I did testify and was pleased my bigger picture comments were picked up in this story from KNKX .
“Please do not make a difficult situation worse by trying to challenge and verbally abuse the Supreme Court,” she said. “You are equal branches of government charged with overseeing each other’s work. Please think of them as colleagues, not as enemies and get this work done for the children of Washington state and for the ultimate good of our economy and democracy.”But, for my money, the best testimony came from incoming SPS 4th grader, Asher Ravona. He spoke well for all the public school students of Washington and, in his own voice.
The consultants gave a length review of their work thus far. The final report from the consultants is due November 15, 2016; the Taskforce report to the Legislature is due Jan. 9, 2017.
Here are some highlights from the consultants' preliminary report to the Taskforce (I'll try to get a link to it):
- Their work is around a "prototypical school staffing." I didn't see that phrase entirely defined.
- There are nine areas around their work. One was "clarifying basic education and local enrichment." Again, not defined so I would assume enrichment may mean levies/bonds but might include other grants like PTA. A second one that caught my eye was "Whether additional state legislation is needed to help school districts support state funding for K-3."
- They had a chart of what the state allocated for all districts for different staffing and it proved interesting. For example, the State allocated 55,543 certificated instructional staff but districts paid for 66,427 staff. Districts weren't so far apart on administrative staff but hugely different for classified staff (I missed the number but it was something like 4,000 allocated but 13, 000 actual. This should tell the Taskforce something about the numbers needed to run our schools.)
- The information on districts and data proved quite informative. The districts had about a month this summer to get info requested to the consultants. They asked 299 districts to complete the forms. 295 were regular districts, 4 were tribal and 1 was a charter district. (I believe that last one may be Mary Walker School district which served as the umbrella district for the defunct charters after the law was overturned last September.) Eight-seven percent of districts submitted data and that was across rural, suburban and urban districts.
- One legislator asked about the districts that did not submit data, noting that those with 5,00-10,000 students had the highest non-compliance rate. The consultants said they did not contact districts after a second try and said many districts said, "We cannot comply and do not intend to." This lead Senator Rivers to say she would like a list of the "scofflaws." The consultants said they would have that to the committee in a week's time.
- The amount the State pays for a certificated instructional position is $34,155. The consultants said factors that district use to raise that amount include attracting/retaining teachers, local needs, student needs, district initiatives and available funds.

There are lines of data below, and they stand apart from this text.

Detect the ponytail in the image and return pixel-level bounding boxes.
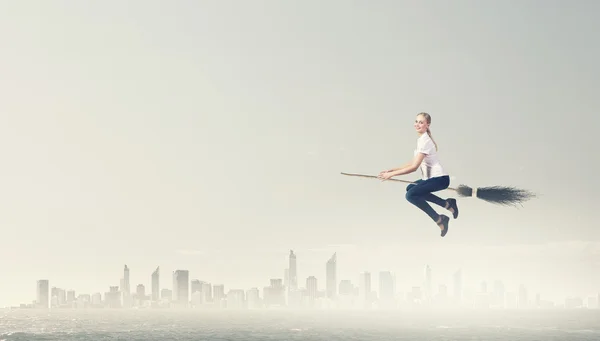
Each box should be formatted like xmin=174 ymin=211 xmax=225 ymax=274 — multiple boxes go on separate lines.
xmin=427 ymin=128 xmax=438 ymax=151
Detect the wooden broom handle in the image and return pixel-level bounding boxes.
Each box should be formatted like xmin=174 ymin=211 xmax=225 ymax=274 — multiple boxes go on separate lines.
xmin=341 ymin=172 xmax=456 ymax=191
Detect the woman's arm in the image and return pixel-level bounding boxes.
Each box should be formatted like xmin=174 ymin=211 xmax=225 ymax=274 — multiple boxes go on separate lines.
xmin=379 ymin=153 xmax=425 ymax=179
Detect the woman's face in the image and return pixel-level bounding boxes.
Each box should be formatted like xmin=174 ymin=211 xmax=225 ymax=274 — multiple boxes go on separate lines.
xmin=415 ymin=115 xmax=429 ymax=134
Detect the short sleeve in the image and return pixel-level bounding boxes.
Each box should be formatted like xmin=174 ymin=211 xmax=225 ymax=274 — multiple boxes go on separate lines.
xmin=417 ymin=137 xmax=435 ymax=155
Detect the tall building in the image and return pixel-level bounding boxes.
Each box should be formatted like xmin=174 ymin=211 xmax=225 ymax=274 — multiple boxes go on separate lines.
xmin=172 ymin=270 xmax=190 ymax=307
xmin=122 ymin=264 xmax=131 ymax=294
xmin=121 ymin=264 xmax=133 ymax=308
xmin=36 ymin=279 xmax=50 ymax=309
xmin=289 ymin=250 xmax=298 ymax=290
xmin=191 ymin=279 xmax=202 ymax=295
xmin=213 ymin=284 xmax=225 ymax=303
xmin=306 ymin=276 xmax=319 ymax=300
xmin=325 ymin=253 xmax=337 ymax=298
xmin=152 ymin=267 xmax=160 ymax=302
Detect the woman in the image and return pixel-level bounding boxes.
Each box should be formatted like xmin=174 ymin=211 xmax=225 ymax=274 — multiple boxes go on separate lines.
xmin=378 ymin=112 xmax=458 ymax=237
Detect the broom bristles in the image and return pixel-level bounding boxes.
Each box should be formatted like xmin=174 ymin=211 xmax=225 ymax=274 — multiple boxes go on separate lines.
xmin=456 ymin=185 xmax=536 ymax=206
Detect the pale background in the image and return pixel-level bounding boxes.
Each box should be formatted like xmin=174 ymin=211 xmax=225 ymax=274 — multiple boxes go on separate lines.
xmin=0 ymin=0 xmax=600 ymax=306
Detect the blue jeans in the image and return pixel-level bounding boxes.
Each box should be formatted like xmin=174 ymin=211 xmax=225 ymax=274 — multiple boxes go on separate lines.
xmin=406 ymin=175 xmax=450 ymax=221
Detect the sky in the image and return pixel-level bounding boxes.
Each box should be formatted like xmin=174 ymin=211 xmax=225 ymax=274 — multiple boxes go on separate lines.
xmin=0 ymin=0 xmax=600 ymax=306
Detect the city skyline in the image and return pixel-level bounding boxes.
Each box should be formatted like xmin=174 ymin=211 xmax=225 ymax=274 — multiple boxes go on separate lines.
xmin=0 ymin=0 xmax=600 ymax=312
xmin=20 ymin=250 xmax=600 ymax=309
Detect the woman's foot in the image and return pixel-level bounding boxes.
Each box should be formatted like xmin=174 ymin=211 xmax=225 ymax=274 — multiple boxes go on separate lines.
xmin=436 ymin=214 xmax=450 ymax=237
xmin=446 ymin=198 xmax=458 ymax=219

- The consultants were asked about how to disaggregate what is truly the State's responsibility from all this data and the consultants suggested that it was not up to them to decide "which is your duty."

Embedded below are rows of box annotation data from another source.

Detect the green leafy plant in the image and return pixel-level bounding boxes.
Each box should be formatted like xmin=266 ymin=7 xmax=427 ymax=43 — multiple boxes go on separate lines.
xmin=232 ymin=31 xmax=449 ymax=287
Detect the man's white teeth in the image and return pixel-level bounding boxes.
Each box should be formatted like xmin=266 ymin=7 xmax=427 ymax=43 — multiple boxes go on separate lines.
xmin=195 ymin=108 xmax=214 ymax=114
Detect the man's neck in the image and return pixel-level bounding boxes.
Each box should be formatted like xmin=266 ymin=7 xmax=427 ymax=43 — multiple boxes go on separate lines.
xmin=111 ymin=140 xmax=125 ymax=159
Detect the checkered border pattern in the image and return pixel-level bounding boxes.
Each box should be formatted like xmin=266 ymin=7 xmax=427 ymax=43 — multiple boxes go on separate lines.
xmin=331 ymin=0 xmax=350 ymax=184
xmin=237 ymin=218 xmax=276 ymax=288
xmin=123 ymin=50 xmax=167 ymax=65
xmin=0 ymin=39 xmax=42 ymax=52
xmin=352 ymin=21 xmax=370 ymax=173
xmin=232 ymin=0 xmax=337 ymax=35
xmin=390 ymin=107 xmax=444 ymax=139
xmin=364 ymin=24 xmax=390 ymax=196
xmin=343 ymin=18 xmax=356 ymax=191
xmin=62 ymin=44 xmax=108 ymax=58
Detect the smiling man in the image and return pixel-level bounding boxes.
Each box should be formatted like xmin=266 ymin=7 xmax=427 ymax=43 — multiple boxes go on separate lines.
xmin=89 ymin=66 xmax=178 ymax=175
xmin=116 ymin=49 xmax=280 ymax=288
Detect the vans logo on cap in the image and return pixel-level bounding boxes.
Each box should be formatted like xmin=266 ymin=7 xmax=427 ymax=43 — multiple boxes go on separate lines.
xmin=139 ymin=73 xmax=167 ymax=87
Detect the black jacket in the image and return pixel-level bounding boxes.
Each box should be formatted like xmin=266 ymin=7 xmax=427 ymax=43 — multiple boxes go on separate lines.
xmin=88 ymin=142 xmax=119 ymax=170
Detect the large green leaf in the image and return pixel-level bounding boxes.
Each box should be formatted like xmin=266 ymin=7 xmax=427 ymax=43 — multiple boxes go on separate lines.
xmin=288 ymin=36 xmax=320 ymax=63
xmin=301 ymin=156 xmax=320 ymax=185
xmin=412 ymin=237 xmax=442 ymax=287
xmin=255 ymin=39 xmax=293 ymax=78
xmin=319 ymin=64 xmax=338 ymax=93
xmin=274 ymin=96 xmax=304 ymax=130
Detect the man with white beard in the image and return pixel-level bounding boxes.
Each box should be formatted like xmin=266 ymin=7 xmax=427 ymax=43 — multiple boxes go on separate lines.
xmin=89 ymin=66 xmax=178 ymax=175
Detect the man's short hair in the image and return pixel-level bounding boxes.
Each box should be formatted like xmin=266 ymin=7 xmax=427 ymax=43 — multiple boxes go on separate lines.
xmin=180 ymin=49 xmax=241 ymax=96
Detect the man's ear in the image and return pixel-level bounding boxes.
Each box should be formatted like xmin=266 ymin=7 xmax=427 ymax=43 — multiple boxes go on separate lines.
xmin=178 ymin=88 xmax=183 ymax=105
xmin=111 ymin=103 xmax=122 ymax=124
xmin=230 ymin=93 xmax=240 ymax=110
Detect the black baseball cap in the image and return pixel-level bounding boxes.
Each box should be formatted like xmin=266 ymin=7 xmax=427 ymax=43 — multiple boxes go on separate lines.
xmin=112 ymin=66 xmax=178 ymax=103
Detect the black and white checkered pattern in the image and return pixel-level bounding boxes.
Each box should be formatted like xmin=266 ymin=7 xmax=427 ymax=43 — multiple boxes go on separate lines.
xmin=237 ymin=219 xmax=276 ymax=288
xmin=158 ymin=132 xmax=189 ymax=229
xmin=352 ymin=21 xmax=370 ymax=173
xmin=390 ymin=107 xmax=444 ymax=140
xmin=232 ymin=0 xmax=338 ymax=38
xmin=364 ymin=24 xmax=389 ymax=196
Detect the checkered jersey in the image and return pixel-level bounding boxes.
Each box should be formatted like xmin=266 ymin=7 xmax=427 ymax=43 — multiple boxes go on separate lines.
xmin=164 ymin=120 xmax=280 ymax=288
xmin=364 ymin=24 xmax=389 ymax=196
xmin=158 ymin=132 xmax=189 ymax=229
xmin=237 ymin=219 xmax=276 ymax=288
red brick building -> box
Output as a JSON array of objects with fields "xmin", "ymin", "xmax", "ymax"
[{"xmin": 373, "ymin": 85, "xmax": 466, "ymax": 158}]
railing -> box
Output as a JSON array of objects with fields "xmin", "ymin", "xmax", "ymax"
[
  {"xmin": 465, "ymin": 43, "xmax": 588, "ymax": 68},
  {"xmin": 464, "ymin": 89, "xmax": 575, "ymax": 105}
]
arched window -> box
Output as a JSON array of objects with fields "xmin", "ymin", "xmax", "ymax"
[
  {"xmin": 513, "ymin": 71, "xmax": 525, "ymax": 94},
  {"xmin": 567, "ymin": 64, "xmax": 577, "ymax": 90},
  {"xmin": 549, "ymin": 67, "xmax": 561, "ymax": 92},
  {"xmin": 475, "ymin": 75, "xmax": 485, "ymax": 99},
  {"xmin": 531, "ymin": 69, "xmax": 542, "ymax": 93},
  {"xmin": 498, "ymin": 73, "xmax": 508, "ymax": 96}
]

- The big takeaway for me is that the consultants are ONLY considering salaries and not benefits. I would submit that we all know that benefits are a huge part of any kind of job consideration.
- The consultants said that, in their analysis, they would be using "nurses, accountants and architects" salaries because they believe they are comparable in duties and training. This set of a round of sharp questioning by some legislators. One noted that his wife was a nurse and he pretty sure she would never consider herself on the same working level as teachers (or vice versa.) Senator Rolfes said that teaching and nursing are sometimes considered "women's" professions.
- Rep Magendanz asked why they had a 10-month work timeframe for teachers when the school year is 9 months. The consultants said that from "previous analysis" teachers work before the school year starts and after it ends. Senator Rolfes chimed in that this is true and not really accounted for (the teachers are not paid for most of this time). She said "There is a reality behind the complexity of this problem."
- I learned a new term - "duty root" which is the way of saying what a staff person's work assignment is.
- The state does not have a revenue to expenditures accounting system (at least not for public education.)
- "Cross-walking payroll data (unique to each district) to uniform categories in the data collection tool leaves room for interpretation by each district."
- Senator Rolfes also asked if the data would be publicly available for parents and community to see how their district spends money and compare it to other districts? The answer was yes.
- There was a contingent of teacher librarians including one from Denny and one from Sanislo. They had great stats on how much better students do when they have a full-time teacher librarian. It was also stated that in Seattle, 43% of schools received zero funding from the district from their library and that of the $5M spent on SPS libraries last year, only 23% came from SPS.
- There was also a good speaker, David Berg, on gifted education and he urged that the Taskforce and Legislature not forget these students.
- There was one speaker from the "Freedom Foundation" who only spoke of how bad the unions were and that they supported and protected long-term teachers more than new teachers.